We investigate whether ACT data collected from one model size can transfer to another. We train Qwen3-4B on ALFWorld using ACT data collected entirely from Qwen3-8B, without any re-collection or adaptation.

Cross-size results on ALFWorld

Cross-size results on ALFWorld with in-distribution (ID) and out-of-distribution (OOD) success rates (%).

The transferred ACT data remains effective: all ACT-augmented methods improve over their non-ACT counterparts on both ID and OOD tasks for Qwen3-4B. This validates that ACT's benefits generalize across model sizes and that the data collection cost can be amortized by reusing data across models.

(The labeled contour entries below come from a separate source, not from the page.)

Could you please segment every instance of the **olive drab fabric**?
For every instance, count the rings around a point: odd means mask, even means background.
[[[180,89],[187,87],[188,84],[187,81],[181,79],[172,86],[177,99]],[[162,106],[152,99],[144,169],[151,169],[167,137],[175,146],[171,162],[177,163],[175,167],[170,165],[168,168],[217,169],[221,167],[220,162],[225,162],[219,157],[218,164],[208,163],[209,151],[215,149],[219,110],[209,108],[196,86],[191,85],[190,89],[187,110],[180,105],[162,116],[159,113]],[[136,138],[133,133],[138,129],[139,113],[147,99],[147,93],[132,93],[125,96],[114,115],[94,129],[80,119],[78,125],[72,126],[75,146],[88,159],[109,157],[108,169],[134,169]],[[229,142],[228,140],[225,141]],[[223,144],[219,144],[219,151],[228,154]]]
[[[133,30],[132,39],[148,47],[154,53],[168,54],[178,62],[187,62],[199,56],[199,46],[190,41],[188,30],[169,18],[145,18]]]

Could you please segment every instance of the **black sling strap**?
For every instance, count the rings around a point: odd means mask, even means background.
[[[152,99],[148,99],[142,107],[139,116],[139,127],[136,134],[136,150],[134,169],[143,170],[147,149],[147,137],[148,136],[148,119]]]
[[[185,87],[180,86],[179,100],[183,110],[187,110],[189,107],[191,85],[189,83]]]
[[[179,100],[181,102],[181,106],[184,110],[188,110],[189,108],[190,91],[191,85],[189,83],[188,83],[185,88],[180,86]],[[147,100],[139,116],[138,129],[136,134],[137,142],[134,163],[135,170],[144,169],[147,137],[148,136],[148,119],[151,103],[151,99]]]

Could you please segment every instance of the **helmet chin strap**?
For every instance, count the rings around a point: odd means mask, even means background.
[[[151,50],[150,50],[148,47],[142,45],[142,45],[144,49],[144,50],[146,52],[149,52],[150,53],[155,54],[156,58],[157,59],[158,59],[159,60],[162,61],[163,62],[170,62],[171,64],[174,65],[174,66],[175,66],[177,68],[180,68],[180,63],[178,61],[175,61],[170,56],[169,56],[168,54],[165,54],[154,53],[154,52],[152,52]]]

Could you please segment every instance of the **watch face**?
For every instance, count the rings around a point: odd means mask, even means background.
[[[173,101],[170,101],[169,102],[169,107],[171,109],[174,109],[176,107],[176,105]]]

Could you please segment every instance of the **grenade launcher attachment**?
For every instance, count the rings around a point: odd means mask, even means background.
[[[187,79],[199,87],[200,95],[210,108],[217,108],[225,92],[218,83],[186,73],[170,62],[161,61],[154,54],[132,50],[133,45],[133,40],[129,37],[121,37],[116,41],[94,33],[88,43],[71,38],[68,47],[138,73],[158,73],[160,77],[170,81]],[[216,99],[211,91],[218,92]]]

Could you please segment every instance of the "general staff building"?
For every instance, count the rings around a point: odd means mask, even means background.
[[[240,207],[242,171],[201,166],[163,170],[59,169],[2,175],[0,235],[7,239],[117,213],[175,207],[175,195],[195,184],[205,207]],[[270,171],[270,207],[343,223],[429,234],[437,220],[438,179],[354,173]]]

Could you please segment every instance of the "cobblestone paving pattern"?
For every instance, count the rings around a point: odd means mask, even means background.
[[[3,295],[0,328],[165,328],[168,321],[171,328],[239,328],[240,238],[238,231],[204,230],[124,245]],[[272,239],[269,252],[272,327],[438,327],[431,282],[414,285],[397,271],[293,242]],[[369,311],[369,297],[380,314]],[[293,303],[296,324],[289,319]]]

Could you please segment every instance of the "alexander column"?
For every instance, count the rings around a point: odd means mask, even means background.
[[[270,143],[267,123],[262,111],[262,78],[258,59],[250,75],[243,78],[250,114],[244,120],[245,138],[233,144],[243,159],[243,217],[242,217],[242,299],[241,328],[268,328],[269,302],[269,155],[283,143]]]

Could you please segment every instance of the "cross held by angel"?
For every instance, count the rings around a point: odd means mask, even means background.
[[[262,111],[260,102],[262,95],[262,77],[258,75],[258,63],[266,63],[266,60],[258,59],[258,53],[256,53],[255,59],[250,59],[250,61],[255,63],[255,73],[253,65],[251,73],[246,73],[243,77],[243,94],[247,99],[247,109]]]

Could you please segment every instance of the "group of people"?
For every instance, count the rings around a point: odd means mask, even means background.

Generalization to General Reasoning

We evaluate whether the critical reasoning acquired through ACT transfers to general reasoning benchmarks. Models trained on ALFWorld agentic data are directly evaluated on MATH-500 and GPQA-Diamond—without any mathematical or scientific reasoning training data.

General reasoning benchmark results

Accuracy (%) with standard deviation across 3 runs. All trained models are learned solely from ALFWorld agentic data.

IL causes "reasoning collapse": On GPQA-Diamond, IL degrades performance by 6.91pp compared to the CoT prompting baseline (44.61% vs. 51.52%). In contrast, ACT achieves the highest scores on both benchmarks despite being trained exclusively on agentic data, improving GPQA-Diamond by 1.85pp over the baseline. This suggests that agentic RL environments, when combined with the ACT objective, can serve as a viable pathway for enhancing general reasoning capabilities.

Case Studies

Failure Recovery on ALFWorld

The IL model enters an infinite loop, repeating a failed action for over 30 steps. The ACT model encounters the same type of failure but uses its internal reasoning to diagnose the root cause and issue the correct command.

ALFWorld case study: IL failure loop vs ACT self-critique and recovery

Left: The IL model repeats a failed action indefinitely. Right: The ACT model diagnoses the root cause and recovers.

Self-Verification on GPQA-Diamond

ACT exhibits self-verification behavior: after performing an initial derivation, the model checks its answer by substituting back into the original equations, systematically eliminating incorrect options.

GPQA-Diamond case study: ACT self-verification on pion decay problem

ACT verifies each answer option against energy conservation, systematically eliminating inconsistent choices.